Book Read Free

The Embedding

Page 16

by Ian Watson


  Then the hanging body swung round and Charlie saw her breasts. And the wires.

  He ran down the room.

  The Negro Olimpio caught hold of him roughly and pinioned him till the Captain caught up.

  Charlie couldn't believe the scene — a human being hung up like a slaughterhouse animal. Maybe that was why he stood so limply in Olimpio's grasp. The identikit had taken over once again. As it had taken over for the woman hanging upside down, turning her into a laboratory animal. Only Paixao seemed wholly alert and aware.

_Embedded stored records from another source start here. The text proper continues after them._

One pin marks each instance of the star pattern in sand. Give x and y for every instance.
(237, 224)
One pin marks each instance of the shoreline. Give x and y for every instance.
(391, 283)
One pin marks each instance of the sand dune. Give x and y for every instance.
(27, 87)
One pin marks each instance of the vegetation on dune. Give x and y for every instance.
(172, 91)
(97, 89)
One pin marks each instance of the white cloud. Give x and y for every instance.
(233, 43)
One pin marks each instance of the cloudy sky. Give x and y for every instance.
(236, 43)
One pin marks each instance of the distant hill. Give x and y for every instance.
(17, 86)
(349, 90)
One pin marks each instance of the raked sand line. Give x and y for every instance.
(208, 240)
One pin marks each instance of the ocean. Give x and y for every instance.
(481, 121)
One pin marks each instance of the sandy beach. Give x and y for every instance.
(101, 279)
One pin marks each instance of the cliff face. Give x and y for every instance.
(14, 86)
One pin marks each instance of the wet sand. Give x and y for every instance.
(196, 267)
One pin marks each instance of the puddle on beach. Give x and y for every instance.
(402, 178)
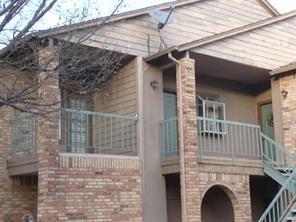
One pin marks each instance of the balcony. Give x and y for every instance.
(220, 142)
(80, 132)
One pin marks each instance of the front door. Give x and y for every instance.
(170, 130)
(267, 127)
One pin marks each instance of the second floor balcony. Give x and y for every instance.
(80, 132)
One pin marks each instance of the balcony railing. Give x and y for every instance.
(23, 133)
(225, 138)
(169, 138)
(217, 138)
(94, 132)
(82, 132)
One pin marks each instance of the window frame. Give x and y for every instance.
(219, 128)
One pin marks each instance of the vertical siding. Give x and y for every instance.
(121, 95)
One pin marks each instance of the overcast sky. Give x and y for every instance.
(281, 5)
(105, 7)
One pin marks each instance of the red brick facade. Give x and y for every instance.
(288, 84)
(188, 138)
(94, 188)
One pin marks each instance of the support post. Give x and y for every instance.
(188, 140)
(48, 135)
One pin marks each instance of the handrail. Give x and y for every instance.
(228, 139)
(95, 132)
(135, 117)
(282, 202)
(229, 122)
(276, 154)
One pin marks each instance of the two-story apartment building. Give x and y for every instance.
(203, 130)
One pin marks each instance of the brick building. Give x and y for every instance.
(202, 130)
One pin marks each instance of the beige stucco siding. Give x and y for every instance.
(190, 22)
(240, 105)
(121, 94)
(269, 47)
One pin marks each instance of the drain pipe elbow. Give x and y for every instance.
(172, 58)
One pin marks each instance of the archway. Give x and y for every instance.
(217, 205)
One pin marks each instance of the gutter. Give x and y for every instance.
(181, 138)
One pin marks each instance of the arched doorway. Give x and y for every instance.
(217, 206)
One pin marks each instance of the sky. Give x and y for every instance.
(98, 8)
(105, 7)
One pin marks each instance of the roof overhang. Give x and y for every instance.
(283, 70)
(220, 36)
(269, 7)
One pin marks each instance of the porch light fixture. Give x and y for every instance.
(284, 93)
(154, 84)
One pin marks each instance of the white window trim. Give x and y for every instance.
(221, 130)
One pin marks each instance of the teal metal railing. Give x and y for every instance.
(95, 132)
(276, 155)
(230, 139)
(169, 138)
(220, 138)
(23, 133)
(282, 202)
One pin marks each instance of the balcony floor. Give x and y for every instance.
(217, 164)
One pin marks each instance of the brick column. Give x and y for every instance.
(288, 83)
(48, 136)
(187, 128)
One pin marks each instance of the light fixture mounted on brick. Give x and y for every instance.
(284, 93)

  The Identikit Charlie Faith could think of nothing particular to do or say. Olimpio propelled him easily back along the room and thrust him out into the rain.

  “Mr Faith!” Paixao called after him. “Do remember that it's your life.”

  A scream of animal misery overtook him outside. This — combined with the slap of rain — shocked him back to awareness from his mental haven.

  Charlie ran to the jeep.

  “Jorge, you idiot, we got to get the key to the generator shed! We got to switch the current off. I hope you didn't give them that key too?”

  Almeida slammed the jeep into gear viciously and trod on the accelerator.

  “You think I wanted to give them the other key, you bastard?”

  • • •

  When it was done, and the generator shed relocked, Charlie climbed back into the jeep to find Jorge playing with the .38 he kept under the driver's seat.

  “Pass that over, Jorge, huh?”

  “So you can give it to the Captain — like I gave him the key?”

  But he handed it over to Charlie and Charlie made a display of checking it was still loaded, while Jorge drove the jeep back towards the store shed. He hadn't told Jorge to drive there. Now they were heading that way, he found he didn't dare tell Jorge not to.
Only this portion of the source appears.